Each meeting has its own ‘theme’ (SRBR alternates years with a Gordon Conference and a Chronobiology International meeting). One year, everyone is discovering clock genes. Next year, everyone is looking at their expression. Then, everyone starts using microarrays and differential expression. The following year, everyone tests knock-outs. Then, everyone moves their focus from RNA to protein. This year, it all came back together in a truly integrated fashion.
We know pretty much all the main clock genes and most of the supporting ones. We know where, when and how they are expressed. We know a lot of what is happening on the protein level. We know a lot about the way cells signal to each other and the organization at the level of the tissues. We have known for a while what is happening at the level of the organism and the interaction with the environment. I know that the term “Systems Biology” is the most abused catchphrase in the history of the Universe, but I just saw what Systems Biology can do once the field is ripe for it and it is awesome. All the old black boxes have been busted open, or at least made partially transparent, and the Big Biology approaches are now useful. Every talk – at least talks by Big Names – connected several levels, from DNA to RNA to protein to cell to tissue to organ to organism to, in some cases, social environment (i.e., groups of organisms in their natural or semi-natural environment). And the mass analysis of huge datasets is powerful if we have an idea what to make out of the results, i.e., once the theoretical and conceptual issues have been taken care of. Thus, many talks and posters are now connecting the clock with the rest of metabolism, biochemistry and physiology.
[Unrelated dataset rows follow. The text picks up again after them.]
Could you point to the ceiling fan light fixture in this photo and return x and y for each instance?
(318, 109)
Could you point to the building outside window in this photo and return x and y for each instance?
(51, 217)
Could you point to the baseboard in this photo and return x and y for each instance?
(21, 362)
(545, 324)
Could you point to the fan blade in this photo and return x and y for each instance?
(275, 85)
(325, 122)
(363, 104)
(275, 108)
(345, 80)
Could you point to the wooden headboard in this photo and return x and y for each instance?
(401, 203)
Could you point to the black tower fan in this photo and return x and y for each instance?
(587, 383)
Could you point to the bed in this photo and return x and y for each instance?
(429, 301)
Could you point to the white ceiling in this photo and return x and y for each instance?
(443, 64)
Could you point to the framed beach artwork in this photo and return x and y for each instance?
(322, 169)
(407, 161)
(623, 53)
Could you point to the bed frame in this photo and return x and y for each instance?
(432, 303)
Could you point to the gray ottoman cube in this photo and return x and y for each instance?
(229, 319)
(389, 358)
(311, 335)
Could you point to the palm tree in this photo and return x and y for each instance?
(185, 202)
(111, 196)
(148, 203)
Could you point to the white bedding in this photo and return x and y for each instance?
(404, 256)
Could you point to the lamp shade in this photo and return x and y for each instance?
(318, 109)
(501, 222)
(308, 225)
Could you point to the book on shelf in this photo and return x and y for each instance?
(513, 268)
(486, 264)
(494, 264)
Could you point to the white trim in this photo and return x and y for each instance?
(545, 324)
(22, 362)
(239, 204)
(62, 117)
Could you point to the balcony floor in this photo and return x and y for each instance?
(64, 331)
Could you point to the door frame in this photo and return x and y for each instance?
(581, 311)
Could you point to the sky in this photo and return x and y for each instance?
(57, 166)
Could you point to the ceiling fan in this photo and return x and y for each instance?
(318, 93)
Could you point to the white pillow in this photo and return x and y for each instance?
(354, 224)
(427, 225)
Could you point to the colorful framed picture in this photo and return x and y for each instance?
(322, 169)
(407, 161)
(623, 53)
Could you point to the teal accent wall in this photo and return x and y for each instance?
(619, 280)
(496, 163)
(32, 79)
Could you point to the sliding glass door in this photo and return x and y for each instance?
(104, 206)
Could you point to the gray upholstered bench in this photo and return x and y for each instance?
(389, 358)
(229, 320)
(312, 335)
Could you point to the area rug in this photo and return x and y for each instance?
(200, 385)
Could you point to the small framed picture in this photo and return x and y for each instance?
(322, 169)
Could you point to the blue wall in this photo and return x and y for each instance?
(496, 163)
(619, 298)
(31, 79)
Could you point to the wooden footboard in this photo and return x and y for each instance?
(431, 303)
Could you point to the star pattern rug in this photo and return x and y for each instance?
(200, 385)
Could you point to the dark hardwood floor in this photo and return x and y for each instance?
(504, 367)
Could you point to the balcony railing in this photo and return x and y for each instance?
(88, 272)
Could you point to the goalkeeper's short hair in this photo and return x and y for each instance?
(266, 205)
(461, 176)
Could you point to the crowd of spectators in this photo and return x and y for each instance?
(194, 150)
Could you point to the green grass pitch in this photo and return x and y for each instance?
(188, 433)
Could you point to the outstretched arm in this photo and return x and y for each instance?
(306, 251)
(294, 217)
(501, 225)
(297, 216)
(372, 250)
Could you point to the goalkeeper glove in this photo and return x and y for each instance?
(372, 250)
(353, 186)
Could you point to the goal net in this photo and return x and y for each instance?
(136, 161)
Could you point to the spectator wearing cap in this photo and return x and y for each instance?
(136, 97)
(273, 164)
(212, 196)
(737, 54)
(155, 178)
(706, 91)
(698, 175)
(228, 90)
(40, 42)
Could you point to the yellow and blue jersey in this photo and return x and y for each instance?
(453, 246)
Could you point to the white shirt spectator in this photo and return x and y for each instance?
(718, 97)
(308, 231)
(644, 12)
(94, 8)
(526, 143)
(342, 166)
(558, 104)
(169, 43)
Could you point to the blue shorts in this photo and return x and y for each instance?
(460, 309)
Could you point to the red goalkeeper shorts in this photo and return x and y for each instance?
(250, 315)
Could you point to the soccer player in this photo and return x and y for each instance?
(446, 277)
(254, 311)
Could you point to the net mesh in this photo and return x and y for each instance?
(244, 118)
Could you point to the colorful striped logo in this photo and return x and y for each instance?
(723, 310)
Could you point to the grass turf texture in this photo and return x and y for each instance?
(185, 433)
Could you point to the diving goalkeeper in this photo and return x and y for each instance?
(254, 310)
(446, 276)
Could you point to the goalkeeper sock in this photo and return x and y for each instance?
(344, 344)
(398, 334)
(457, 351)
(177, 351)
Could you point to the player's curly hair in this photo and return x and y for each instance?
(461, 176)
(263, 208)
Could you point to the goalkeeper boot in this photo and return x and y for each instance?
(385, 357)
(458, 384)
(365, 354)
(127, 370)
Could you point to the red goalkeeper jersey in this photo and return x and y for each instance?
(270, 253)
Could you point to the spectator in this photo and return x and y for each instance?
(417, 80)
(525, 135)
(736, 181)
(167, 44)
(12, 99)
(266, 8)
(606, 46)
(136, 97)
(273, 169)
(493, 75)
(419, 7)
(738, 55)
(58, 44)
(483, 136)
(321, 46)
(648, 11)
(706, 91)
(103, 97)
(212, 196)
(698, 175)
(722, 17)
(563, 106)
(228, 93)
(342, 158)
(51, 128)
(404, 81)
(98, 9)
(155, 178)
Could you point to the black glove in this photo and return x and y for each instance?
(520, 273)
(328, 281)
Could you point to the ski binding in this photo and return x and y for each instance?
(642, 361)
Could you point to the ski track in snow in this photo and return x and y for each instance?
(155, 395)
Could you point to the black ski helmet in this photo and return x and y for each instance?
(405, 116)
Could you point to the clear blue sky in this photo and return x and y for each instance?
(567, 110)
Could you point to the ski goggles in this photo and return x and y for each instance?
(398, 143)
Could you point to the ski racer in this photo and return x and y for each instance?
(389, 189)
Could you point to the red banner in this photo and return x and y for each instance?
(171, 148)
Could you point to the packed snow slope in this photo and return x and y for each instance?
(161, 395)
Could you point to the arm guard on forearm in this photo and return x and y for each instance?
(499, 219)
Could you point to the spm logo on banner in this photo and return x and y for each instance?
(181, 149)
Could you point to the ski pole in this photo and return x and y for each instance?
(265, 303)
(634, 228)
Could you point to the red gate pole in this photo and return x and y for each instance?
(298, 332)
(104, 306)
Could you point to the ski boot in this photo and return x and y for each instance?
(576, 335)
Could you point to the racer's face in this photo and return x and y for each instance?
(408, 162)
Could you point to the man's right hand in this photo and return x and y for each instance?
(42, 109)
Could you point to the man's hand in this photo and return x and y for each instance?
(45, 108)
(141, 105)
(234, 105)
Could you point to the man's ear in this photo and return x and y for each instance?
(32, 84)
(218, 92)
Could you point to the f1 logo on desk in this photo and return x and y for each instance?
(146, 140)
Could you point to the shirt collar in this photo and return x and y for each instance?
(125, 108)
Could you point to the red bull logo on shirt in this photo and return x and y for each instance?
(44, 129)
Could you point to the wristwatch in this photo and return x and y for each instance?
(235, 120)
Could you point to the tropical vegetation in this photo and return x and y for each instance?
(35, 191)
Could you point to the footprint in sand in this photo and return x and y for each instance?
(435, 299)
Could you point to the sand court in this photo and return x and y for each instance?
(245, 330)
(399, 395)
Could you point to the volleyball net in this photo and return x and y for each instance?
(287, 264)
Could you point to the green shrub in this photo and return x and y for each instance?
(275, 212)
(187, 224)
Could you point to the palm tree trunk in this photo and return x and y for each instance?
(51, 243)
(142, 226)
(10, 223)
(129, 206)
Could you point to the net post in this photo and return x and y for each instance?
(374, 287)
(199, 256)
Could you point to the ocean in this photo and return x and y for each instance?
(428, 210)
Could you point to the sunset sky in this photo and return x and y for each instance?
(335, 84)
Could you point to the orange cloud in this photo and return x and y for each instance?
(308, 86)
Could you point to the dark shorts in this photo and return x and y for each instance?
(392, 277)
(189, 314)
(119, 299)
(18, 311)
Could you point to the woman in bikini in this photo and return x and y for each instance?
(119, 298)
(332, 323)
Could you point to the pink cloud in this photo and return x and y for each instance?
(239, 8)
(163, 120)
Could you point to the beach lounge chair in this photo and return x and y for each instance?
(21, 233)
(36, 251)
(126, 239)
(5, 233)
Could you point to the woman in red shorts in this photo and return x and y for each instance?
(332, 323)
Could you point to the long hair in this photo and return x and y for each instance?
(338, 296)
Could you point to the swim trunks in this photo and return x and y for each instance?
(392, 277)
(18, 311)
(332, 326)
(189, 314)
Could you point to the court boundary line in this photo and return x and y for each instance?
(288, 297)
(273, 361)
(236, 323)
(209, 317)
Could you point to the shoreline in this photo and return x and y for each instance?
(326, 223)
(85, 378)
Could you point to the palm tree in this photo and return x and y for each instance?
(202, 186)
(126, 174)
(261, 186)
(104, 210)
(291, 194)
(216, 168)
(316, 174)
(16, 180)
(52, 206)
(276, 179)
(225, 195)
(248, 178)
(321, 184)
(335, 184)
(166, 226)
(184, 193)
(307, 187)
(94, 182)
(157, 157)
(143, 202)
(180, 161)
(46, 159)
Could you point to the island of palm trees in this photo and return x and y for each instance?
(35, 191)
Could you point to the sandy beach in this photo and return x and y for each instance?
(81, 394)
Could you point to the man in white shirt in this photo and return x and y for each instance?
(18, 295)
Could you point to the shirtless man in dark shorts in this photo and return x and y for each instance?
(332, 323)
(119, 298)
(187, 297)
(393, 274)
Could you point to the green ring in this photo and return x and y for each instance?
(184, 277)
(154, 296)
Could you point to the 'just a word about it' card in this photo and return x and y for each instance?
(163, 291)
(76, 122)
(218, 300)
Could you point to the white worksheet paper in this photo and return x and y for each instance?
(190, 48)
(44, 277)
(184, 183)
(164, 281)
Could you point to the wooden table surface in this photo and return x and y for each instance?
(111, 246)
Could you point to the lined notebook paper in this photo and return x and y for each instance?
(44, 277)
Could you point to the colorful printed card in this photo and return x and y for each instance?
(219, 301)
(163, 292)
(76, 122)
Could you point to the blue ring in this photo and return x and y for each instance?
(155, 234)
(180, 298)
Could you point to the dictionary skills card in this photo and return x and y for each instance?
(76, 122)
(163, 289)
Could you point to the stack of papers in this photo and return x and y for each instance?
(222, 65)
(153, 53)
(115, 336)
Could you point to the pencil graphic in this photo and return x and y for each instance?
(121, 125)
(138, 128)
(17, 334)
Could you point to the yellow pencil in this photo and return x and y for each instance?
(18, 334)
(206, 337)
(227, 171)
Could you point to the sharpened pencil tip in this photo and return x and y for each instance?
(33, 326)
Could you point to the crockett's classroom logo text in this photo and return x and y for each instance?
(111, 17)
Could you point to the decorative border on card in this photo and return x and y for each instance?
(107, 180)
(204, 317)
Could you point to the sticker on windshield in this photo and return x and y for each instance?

Decades ago, the field of Chronobiology covered many different topics. Then, some topics became easier to do due to new techniques and everyone jumped on a couple of shiny bandwagons. The other topics started bumping into walls and were abandoned and ignored for decades. But now, with so much known and with so many new techniques, these old questions are again amenable to research and people are starting to revisit them. I lamented for years the lack of developmental studies – this year there were dozens of posters on development. Photoperiodism is coming back, so is food-entrainment, tidal and lunar rhythms, migration, clock-compensated Sun orientation, effects of drugs, field-work, evolutionary/ecological questions, studies in unusual organisms (e.g., protists) etc. Plants, the mainstay of the field for a couple of centuries, then ignored for several decades, made a big come-back – the Arabidopsis circadian system (as well as photoperiodism and photoreception) is now as well understood as that of Drosophila, Neurospora, Synechococcus and mouse. The only area where there is very little is what used to be the cornerstone of the field – formal analysis of entrainment (various Phase Response Curves, splitting, Aschoff’s rule, transients, aftereffects, etc.), done these days only by Gorman/Elliott labs, or so it seems. I bet by the next meeting, there will be more of that, with people addressing this kind of arcane circadiana with modern techniques. But first they have to learn that formal/mathematical stuff and it is HARD! It makes one’s head hurt. And it is all found in some very old papers. Which brings me to the next point….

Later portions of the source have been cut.